Create the specialization-backed KV cache when supported.

Parameters:

Name Type Description Default
cache_dir str

Base cache directory for the cache instance.

'./kvcache'
cache_strategy str | None

Optional explicit KV strategy override.

None
cache_lifecycle str | None

Optional cache lifecycle override.

None
cache_window_tokens int | None

Optional sliding-window token budget override.

None

Returns:

Type Description
object | None

object | None: Specialization-backed cache object, or None when

object | None

the loaded specialization does not expose a cache factory.

Bases: Inference

Optimized-native helper for compatible local model directories.
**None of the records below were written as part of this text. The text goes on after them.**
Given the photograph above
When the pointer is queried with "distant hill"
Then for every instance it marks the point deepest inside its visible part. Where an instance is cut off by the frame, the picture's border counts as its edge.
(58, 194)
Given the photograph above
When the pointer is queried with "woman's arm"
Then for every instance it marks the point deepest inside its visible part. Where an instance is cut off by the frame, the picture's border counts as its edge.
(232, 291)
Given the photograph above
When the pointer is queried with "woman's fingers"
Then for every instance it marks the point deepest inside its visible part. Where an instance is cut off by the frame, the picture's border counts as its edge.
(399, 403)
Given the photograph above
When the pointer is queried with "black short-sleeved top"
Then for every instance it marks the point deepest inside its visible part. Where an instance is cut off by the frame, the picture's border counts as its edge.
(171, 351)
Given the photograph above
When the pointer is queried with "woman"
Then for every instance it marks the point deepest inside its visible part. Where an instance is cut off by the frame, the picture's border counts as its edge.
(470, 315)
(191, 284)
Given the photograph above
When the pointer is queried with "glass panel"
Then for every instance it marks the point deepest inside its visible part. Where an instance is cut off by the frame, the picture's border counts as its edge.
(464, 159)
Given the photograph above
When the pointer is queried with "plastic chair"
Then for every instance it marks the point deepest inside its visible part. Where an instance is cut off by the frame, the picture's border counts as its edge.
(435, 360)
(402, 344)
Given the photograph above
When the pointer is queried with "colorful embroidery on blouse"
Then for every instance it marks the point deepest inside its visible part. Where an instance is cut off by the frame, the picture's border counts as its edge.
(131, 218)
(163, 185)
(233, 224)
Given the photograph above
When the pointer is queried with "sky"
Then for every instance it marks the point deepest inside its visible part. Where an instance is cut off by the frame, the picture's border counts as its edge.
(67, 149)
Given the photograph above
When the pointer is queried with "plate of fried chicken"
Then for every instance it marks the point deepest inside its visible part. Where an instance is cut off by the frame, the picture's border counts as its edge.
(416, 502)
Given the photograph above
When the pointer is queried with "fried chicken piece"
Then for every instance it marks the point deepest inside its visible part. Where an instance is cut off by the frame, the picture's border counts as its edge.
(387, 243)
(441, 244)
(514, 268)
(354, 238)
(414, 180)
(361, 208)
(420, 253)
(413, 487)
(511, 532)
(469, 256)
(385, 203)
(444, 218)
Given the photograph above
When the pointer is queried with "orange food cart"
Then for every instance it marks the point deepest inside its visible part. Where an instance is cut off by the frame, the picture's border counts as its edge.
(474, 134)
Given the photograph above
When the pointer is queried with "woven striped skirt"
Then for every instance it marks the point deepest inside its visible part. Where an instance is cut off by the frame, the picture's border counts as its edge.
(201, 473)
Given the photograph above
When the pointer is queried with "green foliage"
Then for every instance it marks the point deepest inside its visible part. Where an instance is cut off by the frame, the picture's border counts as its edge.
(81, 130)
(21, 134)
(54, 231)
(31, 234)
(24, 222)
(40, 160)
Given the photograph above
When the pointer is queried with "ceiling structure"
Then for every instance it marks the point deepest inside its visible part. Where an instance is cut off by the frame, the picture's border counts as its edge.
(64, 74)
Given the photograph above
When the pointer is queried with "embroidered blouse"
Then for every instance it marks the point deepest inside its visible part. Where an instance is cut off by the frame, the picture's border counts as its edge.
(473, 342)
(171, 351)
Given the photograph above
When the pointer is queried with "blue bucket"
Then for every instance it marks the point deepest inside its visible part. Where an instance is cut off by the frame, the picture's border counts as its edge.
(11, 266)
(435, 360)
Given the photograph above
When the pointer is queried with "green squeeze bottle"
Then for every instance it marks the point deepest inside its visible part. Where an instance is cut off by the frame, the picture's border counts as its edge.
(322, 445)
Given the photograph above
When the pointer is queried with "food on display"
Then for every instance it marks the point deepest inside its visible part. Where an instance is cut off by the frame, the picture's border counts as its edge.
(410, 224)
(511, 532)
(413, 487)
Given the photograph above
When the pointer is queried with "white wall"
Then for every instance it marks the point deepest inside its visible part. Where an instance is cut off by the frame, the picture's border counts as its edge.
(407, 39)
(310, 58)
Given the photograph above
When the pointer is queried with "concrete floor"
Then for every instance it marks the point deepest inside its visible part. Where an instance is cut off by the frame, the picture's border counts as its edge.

AutoInference inspects a local model directory, infers the matching optimized-native family, and then loads the same optimized path that Inference uses for built-in aliases.

Parameters:

Name Type Description Default
model_dir str

Local model directory to inspect and load.

required
adapter_dir str | None

Optional LoRA adapter directory.

None
device str

Target device string such as "cuda:0" or "mps".

'cuda:0'
logging bool

Whether to collect runtime stats.

True
multimodality bool

Whether the runtime should plan for multimodal execution.

False
specialization_registry SpecializationRegistry | None

Optional specialization registry override.

None
resolver ModelResolver | None

Optional model resolver override.

None

Raises:

Type Description
ValueError

Raised when the local model directory is missing, uses an unsupported architecture, or references an invalid adapter directory.